Hong Kong Post
- Type: Daily newspaper
- Format: Print, online
- Owner: Hirose Trading HK Limited
- Founded: June 1987
- Language: Japanese
- Website: https://hkmn.jp/

= Hong Kong Post (newspaper) =

Japanese-language newspaper in Hong Kong

Hong Kong Post (香港ポスト) is a Japanese-language weekly newspaper published in Hong Kong every Friday and owned by Mikuni Company. The newspaper first appeared in June 1987. It used to be sold in shops such as Citysuper, but is now free. It was formerly published by Pasona Press (HK) Co., Ltd.

Financial, economic, and political topics are stressed by this publication, and people working in business fields are the main clientele of the publication. Harumi Befu and Sylvie Guichard-Anguis, authors of Globalizing Japan: Ethnography of the Japanese presence in Asia, Europe, and America, described the paper as "A Major source of information for Hong Kong's Japanese residents".

==History==

The newspaper reported on anti-Japanese protests in 1996, including those targeting the Hong Kong Japanese School. Due to the protests being a reaction against past Japanese military actions, the newspaper's reporting lacked anger and shock towards the protests. Befu and Guichard-Anguis stated that the newspaper implied that "the past is irrelevant to the present" even though it never explicitly denied historical Japanese atrocities in Asia in any article.

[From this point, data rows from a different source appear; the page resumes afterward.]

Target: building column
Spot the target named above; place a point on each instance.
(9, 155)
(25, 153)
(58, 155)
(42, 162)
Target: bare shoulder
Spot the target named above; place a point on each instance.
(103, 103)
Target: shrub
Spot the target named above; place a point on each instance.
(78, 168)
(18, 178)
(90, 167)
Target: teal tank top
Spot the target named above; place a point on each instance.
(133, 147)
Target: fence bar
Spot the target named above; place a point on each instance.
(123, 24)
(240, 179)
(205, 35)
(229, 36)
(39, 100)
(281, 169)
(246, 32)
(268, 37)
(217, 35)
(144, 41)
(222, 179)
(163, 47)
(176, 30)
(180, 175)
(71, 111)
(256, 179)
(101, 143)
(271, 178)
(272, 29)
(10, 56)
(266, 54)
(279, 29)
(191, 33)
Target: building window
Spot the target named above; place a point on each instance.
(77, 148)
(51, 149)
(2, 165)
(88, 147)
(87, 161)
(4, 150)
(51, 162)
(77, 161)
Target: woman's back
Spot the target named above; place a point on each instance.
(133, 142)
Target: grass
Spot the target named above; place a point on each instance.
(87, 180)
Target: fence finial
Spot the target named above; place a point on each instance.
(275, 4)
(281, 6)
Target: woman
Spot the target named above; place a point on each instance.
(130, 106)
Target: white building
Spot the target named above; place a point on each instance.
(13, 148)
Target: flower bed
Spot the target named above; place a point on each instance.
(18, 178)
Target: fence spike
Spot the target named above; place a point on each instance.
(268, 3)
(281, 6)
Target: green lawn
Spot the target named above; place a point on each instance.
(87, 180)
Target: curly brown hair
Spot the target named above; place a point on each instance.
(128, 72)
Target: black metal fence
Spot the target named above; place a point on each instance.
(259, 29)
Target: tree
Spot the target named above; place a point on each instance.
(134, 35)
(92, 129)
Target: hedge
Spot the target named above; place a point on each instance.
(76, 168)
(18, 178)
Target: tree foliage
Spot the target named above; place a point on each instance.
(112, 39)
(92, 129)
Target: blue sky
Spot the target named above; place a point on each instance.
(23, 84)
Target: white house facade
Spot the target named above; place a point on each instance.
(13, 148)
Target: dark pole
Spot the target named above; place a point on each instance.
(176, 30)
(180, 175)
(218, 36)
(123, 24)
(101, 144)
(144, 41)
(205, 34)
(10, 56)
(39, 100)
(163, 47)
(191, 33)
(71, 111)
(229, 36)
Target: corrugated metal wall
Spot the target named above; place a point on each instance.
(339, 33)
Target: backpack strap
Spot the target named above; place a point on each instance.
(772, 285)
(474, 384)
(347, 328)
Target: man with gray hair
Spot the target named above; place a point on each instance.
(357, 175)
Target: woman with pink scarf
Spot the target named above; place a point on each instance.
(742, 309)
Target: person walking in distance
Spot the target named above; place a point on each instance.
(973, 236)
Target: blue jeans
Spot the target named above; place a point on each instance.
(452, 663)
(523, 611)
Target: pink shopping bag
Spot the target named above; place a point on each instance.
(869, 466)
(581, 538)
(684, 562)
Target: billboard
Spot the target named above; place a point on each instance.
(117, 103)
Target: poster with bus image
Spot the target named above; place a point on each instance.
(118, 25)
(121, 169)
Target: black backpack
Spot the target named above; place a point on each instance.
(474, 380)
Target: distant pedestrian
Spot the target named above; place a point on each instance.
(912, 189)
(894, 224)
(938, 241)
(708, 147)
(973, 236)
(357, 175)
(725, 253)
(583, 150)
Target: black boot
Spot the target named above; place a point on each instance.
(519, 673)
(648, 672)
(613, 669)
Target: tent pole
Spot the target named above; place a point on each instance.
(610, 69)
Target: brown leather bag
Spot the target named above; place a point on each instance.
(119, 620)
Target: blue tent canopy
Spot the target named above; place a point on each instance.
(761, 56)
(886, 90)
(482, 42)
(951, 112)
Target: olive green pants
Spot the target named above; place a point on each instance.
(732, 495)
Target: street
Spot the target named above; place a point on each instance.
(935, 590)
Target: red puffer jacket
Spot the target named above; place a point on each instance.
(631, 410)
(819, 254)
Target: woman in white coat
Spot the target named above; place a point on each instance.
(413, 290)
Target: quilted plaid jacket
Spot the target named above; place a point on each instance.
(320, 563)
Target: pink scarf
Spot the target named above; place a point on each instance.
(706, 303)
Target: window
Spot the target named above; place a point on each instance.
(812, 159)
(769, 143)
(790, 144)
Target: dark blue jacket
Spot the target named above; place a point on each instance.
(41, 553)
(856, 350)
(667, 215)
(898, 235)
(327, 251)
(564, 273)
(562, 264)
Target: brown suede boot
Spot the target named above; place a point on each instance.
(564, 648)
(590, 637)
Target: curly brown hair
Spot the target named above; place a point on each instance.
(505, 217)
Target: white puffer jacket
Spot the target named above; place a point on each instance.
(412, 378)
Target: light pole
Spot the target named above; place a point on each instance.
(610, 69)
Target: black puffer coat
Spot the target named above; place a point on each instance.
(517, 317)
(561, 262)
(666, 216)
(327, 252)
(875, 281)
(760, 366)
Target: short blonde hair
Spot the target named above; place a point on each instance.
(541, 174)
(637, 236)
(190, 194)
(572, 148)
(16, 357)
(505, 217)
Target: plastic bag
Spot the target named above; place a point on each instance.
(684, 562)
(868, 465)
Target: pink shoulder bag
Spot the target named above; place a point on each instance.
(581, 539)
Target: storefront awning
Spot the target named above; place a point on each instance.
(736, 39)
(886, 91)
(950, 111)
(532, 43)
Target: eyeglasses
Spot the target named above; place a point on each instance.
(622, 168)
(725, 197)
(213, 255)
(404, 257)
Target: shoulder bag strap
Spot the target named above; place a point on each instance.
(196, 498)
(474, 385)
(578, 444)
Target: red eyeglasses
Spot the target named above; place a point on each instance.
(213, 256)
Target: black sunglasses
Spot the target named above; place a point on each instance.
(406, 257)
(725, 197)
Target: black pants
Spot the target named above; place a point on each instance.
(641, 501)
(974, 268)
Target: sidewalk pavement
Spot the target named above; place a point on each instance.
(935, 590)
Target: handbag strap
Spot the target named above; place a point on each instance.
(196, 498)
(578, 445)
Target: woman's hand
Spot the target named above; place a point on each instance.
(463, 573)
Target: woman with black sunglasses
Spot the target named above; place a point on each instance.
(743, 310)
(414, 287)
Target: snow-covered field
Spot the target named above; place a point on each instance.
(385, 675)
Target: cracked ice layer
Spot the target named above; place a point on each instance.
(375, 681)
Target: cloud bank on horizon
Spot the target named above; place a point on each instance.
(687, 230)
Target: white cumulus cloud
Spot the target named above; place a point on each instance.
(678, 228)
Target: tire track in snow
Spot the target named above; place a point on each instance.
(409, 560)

Mikuni Company Limited was the publisher. In November 2018 the publishing was suspended. In 2019 Hirose Trading HK Limited became the publisher, and publication resumed.

==Composition==
The initial page discusses the economy of politics of Hong Kong. The subsequent page discusses news in Hong Kong and the southern portions of China. Columns related to business in Hong Kong and the China region follow. The final pages have cultural and non-business topics.

==Corporate affairs==
The head office of the publisher is in the Shui On Centre in Wan Chai.

The newspaper's head office was previously in the CCT Telecom Building in Fo Tan, Shatin. The newspaper's head office was previously in Leighton Centre in Causeway Bay.